The current PMBs include many hospital admissions and day-to-day health-care needs are covered only if they are one of 25 common chronic conditions or the services fall under one of 270 listed diagnoses.

Graphic: NOLO MOIMA
Graphic: NOLO MOIMA

Moloabi said GEMS data also showed that members who use more than one GP increase costs by 4% to 8%. Preventing members from visiting specialists without first seeing a GP increases costs by 12%.

The savings from restricting members to a single GP and specialist referrals can offset the cost of providing greater primary healthcare benefits such as unlimited GP visits and medicines, which ultimately save higher hospital and related costs, he said.

But Jeremy Yatt, principal officer of Fedhealth, which also offers unlimited GP access on its lower-cost MyFed and FlexiFed1 options, said while intuitively it makes sense that schemes will save costs by paying for day-to-day benefits, Fedhealth's data is less conclusive. He said the scheme is very much in favour of members using a single GP and specialists on referral only, and has also introduced many preventative-care benefits, but there are too many complex factors at play that determine whether or not cost savings are achieved.

Vishal Brijlal, an adviser with the Clinton Health Access Initiative, made another argument at the BHF conference in favour of giving members unlimited access to primary health-care benefits.

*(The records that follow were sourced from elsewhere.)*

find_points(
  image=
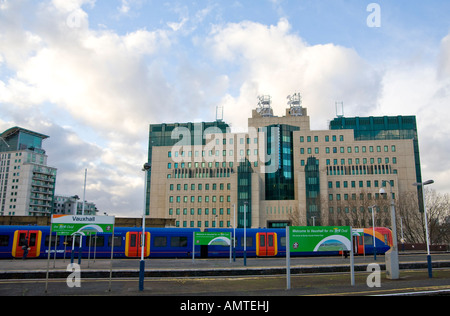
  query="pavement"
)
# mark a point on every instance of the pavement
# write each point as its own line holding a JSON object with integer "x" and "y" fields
{"x": 219, "y": 277}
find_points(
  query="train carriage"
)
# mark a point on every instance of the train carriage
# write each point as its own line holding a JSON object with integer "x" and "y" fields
{"x": 167, "y": 243}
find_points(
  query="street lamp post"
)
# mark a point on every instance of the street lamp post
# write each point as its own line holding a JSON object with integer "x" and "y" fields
{"x": 146, "y": 167}
{"x": 373, "y": 227}
{"x": 245, "y": 232}
{"x": 234, "y": 233}
{"x": 422, "y": 184}
{"x": 391, "y": 257}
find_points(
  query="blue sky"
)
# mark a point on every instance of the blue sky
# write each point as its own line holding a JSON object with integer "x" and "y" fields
{"x": 93, "y": 74}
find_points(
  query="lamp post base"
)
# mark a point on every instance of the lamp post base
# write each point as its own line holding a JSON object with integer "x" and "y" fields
{"x": 141, "y": 275}
{"x": 392, "y": 267}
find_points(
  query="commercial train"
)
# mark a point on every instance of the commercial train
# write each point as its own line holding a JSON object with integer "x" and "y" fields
{"x": 168, "y": 243}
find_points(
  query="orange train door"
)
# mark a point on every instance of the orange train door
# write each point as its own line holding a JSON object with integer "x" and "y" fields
{"x": 133, "y": 244}
{"x": 266, "y": 245}
{"x": 34, "y": 243}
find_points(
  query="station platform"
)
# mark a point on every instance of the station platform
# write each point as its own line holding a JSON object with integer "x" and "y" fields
{"x": 100, "y": 268}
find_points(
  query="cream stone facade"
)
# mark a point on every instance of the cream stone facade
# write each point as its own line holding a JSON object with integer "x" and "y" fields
{"x": 280, "y": 172}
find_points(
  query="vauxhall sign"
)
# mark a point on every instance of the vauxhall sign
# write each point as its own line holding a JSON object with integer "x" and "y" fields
{"x": 84, "y": 225}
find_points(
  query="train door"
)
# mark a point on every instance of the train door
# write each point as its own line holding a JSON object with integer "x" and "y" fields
{"x": 266, "y": 245}
{"x": 133, "y": 244}
{"x": 358, "y": 244}
{"x": 34, "y": 243}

He said it would ensure that everyone gets the treatment they need and not inconsistent treatment based on one's income.

Currently, if you have a condition that does not qualify as a PMB, you will either have to pay out of pocket or from a medical savings account if your scheme option offers one, or you must wait for your health to deteriorate to such an extent that your condition does qualify as a PMB, he said.

Consistency of treatment and clinical need should dictate how care is provided, not what scheme you belong to or if you have a medical savings account or not, he said.

Members who use
more than one GP
increase costs
by 4% to 8%.
Dr Stanley Moloabi
GEMS principal officer

Patel said medical schemes should provide a basic benefit package of health-care services in line with those in the public sector rather than benefits defined in terms of diagnosis, as is the case with the PMBs.

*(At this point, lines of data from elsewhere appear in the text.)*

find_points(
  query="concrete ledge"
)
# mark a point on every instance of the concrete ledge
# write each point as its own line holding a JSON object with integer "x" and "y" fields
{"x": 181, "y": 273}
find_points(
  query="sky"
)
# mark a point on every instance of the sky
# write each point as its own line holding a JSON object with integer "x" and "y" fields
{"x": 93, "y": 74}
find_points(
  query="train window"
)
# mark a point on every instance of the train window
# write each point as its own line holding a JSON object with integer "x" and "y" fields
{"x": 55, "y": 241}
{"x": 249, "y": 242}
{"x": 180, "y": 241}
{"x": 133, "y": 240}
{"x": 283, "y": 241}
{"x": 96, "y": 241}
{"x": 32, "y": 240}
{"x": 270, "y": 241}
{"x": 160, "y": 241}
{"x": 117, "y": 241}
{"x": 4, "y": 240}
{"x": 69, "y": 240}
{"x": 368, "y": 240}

A review of the PMBs with a view to introducing more primary health care and aligning them with the as-yet-to-be detailed NHI benefits, has been under way for two years. So far no changes to the Medical Schemes Act regulations governing the PMBs have been proposed.

Patel suggested that schemes should not wait for the PMBs to be revised but should do their own analysis of the cost savings primary health-care benefits can provide.

He said the World Health Organisation, in a declaration in Astana in Kazakhstan last year, said that strengthening primary health care is the most inclusive, effective and efficient way to enhance people's physical and mental health as well as social wellbeing and is the cornerstone of a sustainable, universal health system.

If schemes embrace this they will ban hospital plans and reduce the role of medical savings accounts, he said.

The draft NHI Bill proposes that medical schemes will in future only be allowed to offer benefits that complement and not duplicate those offered under NHI, but there isn't consensus among policymakers and the health-care industry on this.

Brijlal said you do not need to have benefits funded by a single funder to get consistent treatment — all you need is for everyone to be reimbursed according to a common, regulated set of benefits that treats everyone fairly and provides care when they need it.

He said the NHI work stream on health-care benefits, of which he is a member, has gone through an extensive exercise of defining primary health-care services that the public sector should provide.

A common set of benefits will also eliminate the problems that arise from members buying up to a higher option when they need more care and downgrading again afterwards, he said.

Both Patel and Brijlal agreed that some income cross-subsidisation — where wealthier members cross-subsidise the costs of lower-income earners — should be introduced to ensure schemes can cater for low earners.

Correction: August 11 2019

An earlier version of this article referred to Dr Stanley Moloabi as GEMS pincipal officer. He is currently COO and will take over as pincipal officer in 2020.